Update 2 In yet another indication that the Pakistani government has no intention of carrying out a throrough investigation of Bhutto's death, it appears that injured survivors of the suicide blast - possibly key witnesses, have yet to be interviewed by police.
New questions were being asked yesterday about the thoroughness of the police investigation into Benazir Bhutto's murder when it emerged that officers had yet to interview survivors in hospital and had only just begun detailed forensic inquiries.Meanwhile, plans continue to eliminate the man the Pakistani regime has blamed for the attack, Baitullah Mehsud. His involvement is based upon an alleged intercept of him congratulating a minion on the killing by phone, despite his having called for an international enquiry and despite the fact that there are no phone lines or cellphone towers in his part of the company.
Supporters of Bhutto's opposition Pakistan People's party caught in the blast in Rawalpindi last Thursday said police had yet to visit them. It was Monday before officers examined the car in which Bhutto was travelling and the first arrangements were made for DNA tests on several body parts recovered from the scene.
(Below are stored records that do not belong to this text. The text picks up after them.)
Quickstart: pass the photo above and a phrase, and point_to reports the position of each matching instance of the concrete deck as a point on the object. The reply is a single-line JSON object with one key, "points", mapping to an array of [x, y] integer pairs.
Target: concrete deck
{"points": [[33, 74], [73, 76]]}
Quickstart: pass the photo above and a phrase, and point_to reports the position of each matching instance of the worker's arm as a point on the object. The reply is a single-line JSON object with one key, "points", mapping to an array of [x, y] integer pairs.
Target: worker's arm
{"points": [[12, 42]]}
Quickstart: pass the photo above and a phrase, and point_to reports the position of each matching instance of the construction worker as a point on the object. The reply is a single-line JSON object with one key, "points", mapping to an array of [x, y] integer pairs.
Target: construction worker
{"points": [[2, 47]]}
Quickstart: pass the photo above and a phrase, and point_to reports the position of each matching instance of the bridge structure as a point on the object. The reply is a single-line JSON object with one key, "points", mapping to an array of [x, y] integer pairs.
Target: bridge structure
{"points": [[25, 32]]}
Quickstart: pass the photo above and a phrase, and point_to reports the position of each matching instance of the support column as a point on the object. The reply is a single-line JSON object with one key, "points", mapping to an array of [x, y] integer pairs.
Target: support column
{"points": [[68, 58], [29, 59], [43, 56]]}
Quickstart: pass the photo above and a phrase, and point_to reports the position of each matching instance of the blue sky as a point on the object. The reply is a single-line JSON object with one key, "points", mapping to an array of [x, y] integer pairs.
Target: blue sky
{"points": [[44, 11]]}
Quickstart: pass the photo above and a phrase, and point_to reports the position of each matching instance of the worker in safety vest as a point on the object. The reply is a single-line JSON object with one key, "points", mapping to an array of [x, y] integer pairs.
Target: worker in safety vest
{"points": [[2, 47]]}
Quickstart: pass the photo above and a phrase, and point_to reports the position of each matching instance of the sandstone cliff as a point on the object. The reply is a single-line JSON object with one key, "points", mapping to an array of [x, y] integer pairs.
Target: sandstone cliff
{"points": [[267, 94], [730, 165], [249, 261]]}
The policeman heading the investigation was quoted as saying that officers did not begin the inquiries earlier because he had not returned from a pilgrimage to Mecca until late Sunday. An examination of the murder scene would be unlikely to yield much evidence as it was hosed down by firefighters within minutes of the blast and quickly reopened to the public.
The PPP says it has serious doubts about all three investigations into the bombing - one by police and the intelligence services, the second headed by a judge, and a third by the interior ministry into the government's security measures for Bhutto - because it suspects that elements within the state were behind the attack.
Britain has offered to help Pakistan and the US is understood to have quietly called on Pakistan to allow in overseas investigators. The New York Times quoted Pakistan's ambassador to the US, Mahmud Ali Durrani, as saying his country would welcome international expertise but not an independent outside investigation.